Poi si legge: "Nella riunione di domenica mattina al Plebiscito, assenti i tifosi, la sede da pubblica diventa privata. L’albergo che De Laurentiis considera oggi la sua casa a Napoli, dopo aver lasciato il Vesuvio. Da lui parte l’invito, come tengono a precisare gli Ultras. Non a caso sono quelli della Curva B, dove il 2 aprile fu ordinato lo sciopero del tifo, con spettatori costretti a girare le spalle al campo di gioco. Neanche i tifosi sono convocati a caso: nessuno è colpito da Daspo.

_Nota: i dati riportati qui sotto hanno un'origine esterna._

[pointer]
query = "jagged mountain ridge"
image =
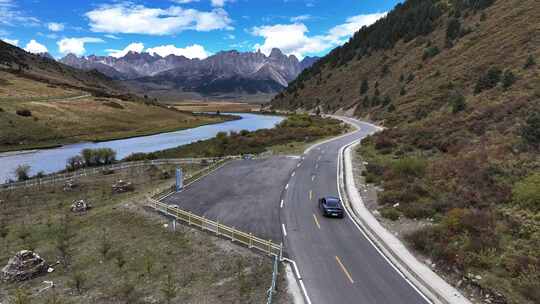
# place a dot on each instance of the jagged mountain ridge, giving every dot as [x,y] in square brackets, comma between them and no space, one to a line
[248,72]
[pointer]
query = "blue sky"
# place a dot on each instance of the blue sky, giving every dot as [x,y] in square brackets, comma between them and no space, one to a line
[193,28]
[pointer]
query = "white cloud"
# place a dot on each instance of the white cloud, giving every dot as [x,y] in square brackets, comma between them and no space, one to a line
[76,45]
[55,27]
[11,15]
[11,41]
[35,47]
[293,39]
[192,51]
[133,47]
[301,18]
[129,18]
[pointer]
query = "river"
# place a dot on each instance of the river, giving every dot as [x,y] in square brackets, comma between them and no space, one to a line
[54,159]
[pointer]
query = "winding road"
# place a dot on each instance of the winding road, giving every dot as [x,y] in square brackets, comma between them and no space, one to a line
[337,263]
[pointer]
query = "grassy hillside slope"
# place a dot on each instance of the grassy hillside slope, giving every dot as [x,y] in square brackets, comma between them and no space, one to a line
[45,103]
[457,84]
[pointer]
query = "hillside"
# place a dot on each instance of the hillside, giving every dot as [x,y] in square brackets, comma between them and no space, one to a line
[44,103]
[456,83]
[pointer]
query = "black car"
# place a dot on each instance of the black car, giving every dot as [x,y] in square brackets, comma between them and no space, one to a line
[331,206]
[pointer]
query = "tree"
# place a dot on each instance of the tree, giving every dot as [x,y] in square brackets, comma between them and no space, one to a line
[169,289]
[508,79]
[489,80]
[530,62]
[364,87]
[526,192]
[453,29]
[23,172]
[457,102]
[531,131]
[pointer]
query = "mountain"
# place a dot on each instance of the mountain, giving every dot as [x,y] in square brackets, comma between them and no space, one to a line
[456,84]
[225,72]
[43,68]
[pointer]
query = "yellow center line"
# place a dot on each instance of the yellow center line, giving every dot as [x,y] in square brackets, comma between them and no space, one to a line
[316,221]
[344,270]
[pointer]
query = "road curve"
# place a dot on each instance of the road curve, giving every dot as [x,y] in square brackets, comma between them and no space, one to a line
[337,263]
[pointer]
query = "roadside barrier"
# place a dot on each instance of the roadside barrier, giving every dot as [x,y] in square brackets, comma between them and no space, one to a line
[63,177]
[246,239]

Coincide anche altro: la foto della pace diffusa da De Laurentiis, la due ore di incontro registrate, il comunicato Ultras. Qui il futuro può ricominciare, vediamo come".

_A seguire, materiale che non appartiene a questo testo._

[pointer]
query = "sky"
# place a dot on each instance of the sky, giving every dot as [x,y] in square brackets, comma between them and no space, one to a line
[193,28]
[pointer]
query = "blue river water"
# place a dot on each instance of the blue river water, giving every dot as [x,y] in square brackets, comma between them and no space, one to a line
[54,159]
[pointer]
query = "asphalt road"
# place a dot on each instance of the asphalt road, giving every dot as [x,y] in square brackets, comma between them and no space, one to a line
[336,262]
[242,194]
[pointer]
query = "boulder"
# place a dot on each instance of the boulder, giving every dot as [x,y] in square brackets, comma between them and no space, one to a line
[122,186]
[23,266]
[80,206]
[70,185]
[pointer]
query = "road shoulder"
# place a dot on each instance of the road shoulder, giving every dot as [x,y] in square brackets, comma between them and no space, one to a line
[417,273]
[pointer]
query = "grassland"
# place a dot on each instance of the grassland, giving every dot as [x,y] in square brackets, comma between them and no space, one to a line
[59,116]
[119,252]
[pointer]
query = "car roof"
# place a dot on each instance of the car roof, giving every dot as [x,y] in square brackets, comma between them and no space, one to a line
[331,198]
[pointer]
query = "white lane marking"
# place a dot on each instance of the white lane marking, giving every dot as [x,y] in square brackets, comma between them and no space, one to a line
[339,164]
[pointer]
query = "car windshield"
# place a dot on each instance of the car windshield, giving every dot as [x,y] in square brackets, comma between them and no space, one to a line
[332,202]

"1) Entrano di nuovo tamburi e striscioni allo stadio, si sono subito sentiti e visti, ma i tifosi accettano di presentare formale richiesta.
L’han fatto prima della pace.
Sanzionati i due veronesi sprovvisti di autorizzazioni. Diverso il clima.
Silenti e disciplinati i tifosi dell’Hellas fino all’uscita. Una novità.
2) Niente omaggi, utilità e favori agli Ultras (accade altrove?) ma garanzia di acquisto dei biglietti come clienti fidelizzati.
3) Per lo slogan “Vinciamo insieme” concordato sabato sarà corale l’adesione delle Curve. Meglio così.
Non c’era coesione un mese e mezzo fa, se si riunirono per discutere vari gruppi a Mergellina, zona chalet.
4) La pace fa presumere un ravvedimento. “Vinciamo insieme” significa rientrare nella legalità tutti, sempre e ovunque. Non dovrebbero ripetersi gli scontri come a Badia del Pino con i romanisti (8 gennaio) e con la polizia nel centro storico prima di Napoli-Eintracht il 15 marzo, se gli Ultras nel comunicato si definiscono “componente” e collaborano con “Il Napoli che è il fiore all’occhiello della nostra città”.
5) Sarà più facile per il presidente programmare. Anche il futuro suo e del Napoli. Un club pacificato vale molto di più".